Pastor Moxey said the prime minister’s comments were insensitive to the men and women who demonstrated the courage to mark their “X” in a referendum with far reaching national implications.
“To give the appearance of exercising democracy while secretly making alternate plans behind closed doors makes our prime minister appear as though he is a charlatan, whose careless comments pose a serious threat to democracy in our great nation,” Pastor Moxey added.
“The prime minister should, at the very least, apologise to the Bahamian people for his recent unfortunate and ill-conceived comments of regret, which flies in the face of the exercise of democracy by my Bahamian brothers and sisters in our country.”
Pastor Moxey said “this is yet another scapegoat he is attempting to create in order to appease criminal entities.”
“There is no greater moral authority than that of the voters who participated in the referendum, and who with an overwhelming majority spoke loud and clear. It is apparent that the governor of the Central Bank attempted to inform the prime minister that criminal enterprises are operating underground banks illegally in the country and therefore, they should be prosecuted. Is the prime minister interpreting the central bank governor as saying that these illegal enterprises should be regulated?”

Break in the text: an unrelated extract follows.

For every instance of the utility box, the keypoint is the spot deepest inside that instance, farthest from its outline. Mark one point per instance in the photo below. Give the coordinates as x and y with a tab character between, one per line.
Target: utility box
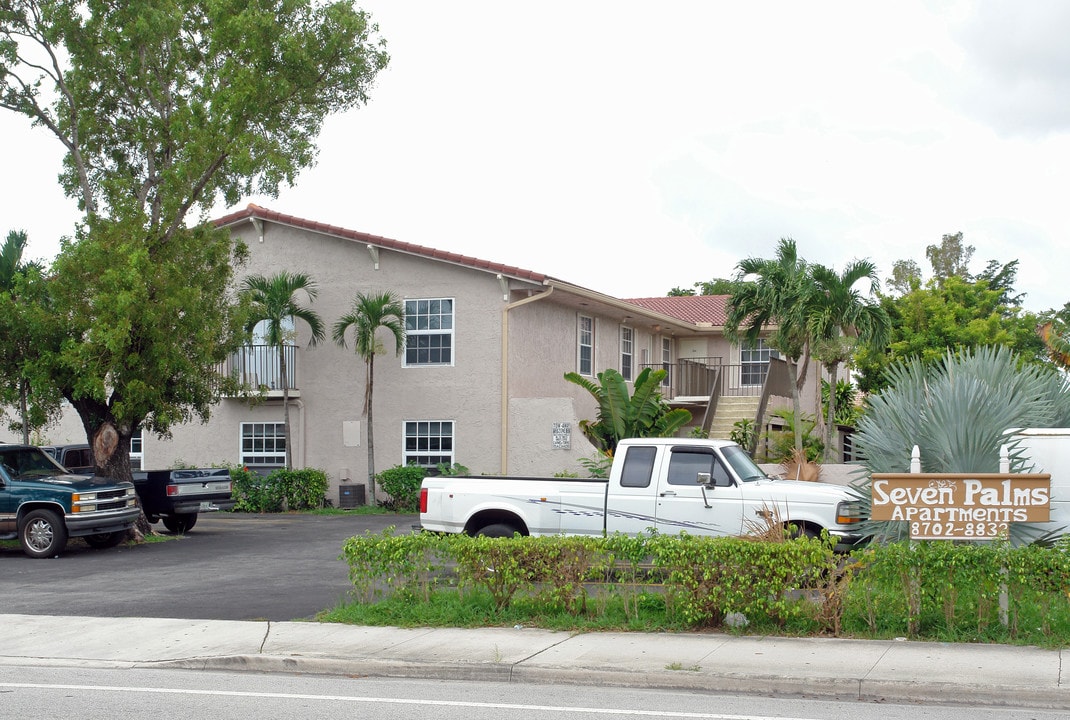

Pastor Moxey said when criminals are known, rather than giving favours to legitimise their criminal activity, they are usually arrested for breaking the law.
He suggested that Prime Minister Christie is sending mixed signals to a country already overwhelmed by crime and said the prime minister “obviously miscalculated the moral climate of a nation who is sick and tired of the unacceptable level of lawlessness and the attempt by the government to codify this criminality into public law when he assumed that there would have been a ‘yes’ vote in the referendum.”
Pastor Moxey called on the prime minister to “defend justice, champion democracy, keep his word and enforce the law of the land.”